Letters to the Editor

Letter to the editor: PenMet parks make Gig Harbor better

Posted on October 24th, 2023 By: Laurel Kingsbury

I grew up in Tacoma, my husband in Gig Harbor, and 12 years ago when we were living in Tacoma but looking to buy a home together we had quite the debate as to which location we should settle in. When the perfect-for-us house became available in the Harbor the debate was settled and over the bridge we went. We had a 10 month old baby and were expecting our second and although everything was new and not quite familiar to me, I knew we were lucky to have found a house to call our own in a neighborhood where we could put down roots.

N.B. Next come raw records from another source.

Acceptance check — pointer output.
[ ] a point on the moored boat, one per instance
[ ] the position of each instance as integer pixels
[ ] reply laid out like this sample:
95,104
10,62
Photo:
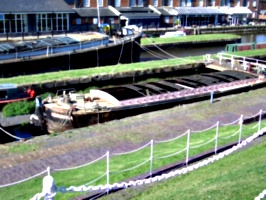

We landed near Sehmel Homestead Park, PenMet’s flagship park. That first weekend here we hit the trails through the woods over the meadow past the Master Gardens, beyond the ball fields and up to the playground. I was filled with a sense of joy, satisfaction and reassurance that we had indeed ended up in the right place.

What an amazing park!

And for the next 12 years the recreation and park activity that PenMet has maintained, sustained and provided has played a crucial role in creating and cementing a sense of home and community here in Gig Harbor for me and my family. The dog park, Narrows Beach, De Molay, summer camps, STEM classes, festivals, soccer, basketball, gymnastics, more summer camps, Rosedale Hall, Cookies with Mrs. Clause, Arletta Schoolhouse, concerts, pickleball, trails, trails and more trails and soon a beautiful, modern indoor recreation center — all of it and much, much more add up to create an incalculable value added to our home, our community and the life we are building here.

I’m so grateful we made the choice to purchase a home here on this side of the bridge, and PenMet Parks plays no small factor in why I’m satisfied, happy and content to call this place home.

As you may or may not know, there is a levy lid lift on the ballot for PenMet. I personally believe it is crucial for this to pass, however unfortunately, there have been some misleading and misguided messaging surrounding the subject. So I thought it might be easiest if I included some of the frequently asked questions, and encourage everyone to check out PenMet’s website to find accurate information before you decide which way to vote.

Q: What is the expected levy amount over the next six years?

A: The additional revenue is actually a projected range – anywhere from about $13.8 million if assessed values remain flat, up to $24.6 million based on the 6% maximum levy lid lift. For context, the 2024 assessed values have been established at 1.1%. This funding accounts for more than 80% of the District’s general fund revenue.

Q: What is the threshold for the levy to pass in November, and what kind of fiscal impact would the District face if the levy renewal fails?

A: The levy would pass if a simple majority of residents vote in favor of the levy renewal. If it fails, the District’s annual levy limit would be capped at 1% under state law. This could result in a 28% reduction in revenue compared to the 2017 rate, impacting our parks, basic services, and capital investments.

Q: Why do they need these funds?

A: These funds are essential to sustain parks and recreation programs at current service levels and fulfill the priorities established by the community. Our community has identified the need for more amenities, access to trails, forests, saltwater shorelines, and programming for all ages and abilities. It’s about providing access and opportunities for everyone in our community.

Q: If the District’s levy is approved in November, how is this not a new tax and a burden on taxpayers?

A: The District is only asking residents to renew the levy approved by voters in 2004 and again in 2017. This levy has been the cornerstone of the District’s funding for years.

Q: If voters in 2017 approved a levy rate of $.75 per $1,000 of assessed value, how is it that the levy rate eroded over the last six years?

A: This erosion is tied to state constitutional limits on annual levy increases. The 1% annual limit on levy increases, coupled with increases in property values, has caused the levy rate to drift downward.

I’m so grateful to live in this community, and having a robust, thriving, and exceptional park district is a cornerstone of that gratitude. I believe that what PenMet has been able to provide and maintain is a testament to our collective dedication to recreation, nature, and the well-being of all who call Gig Harbor home.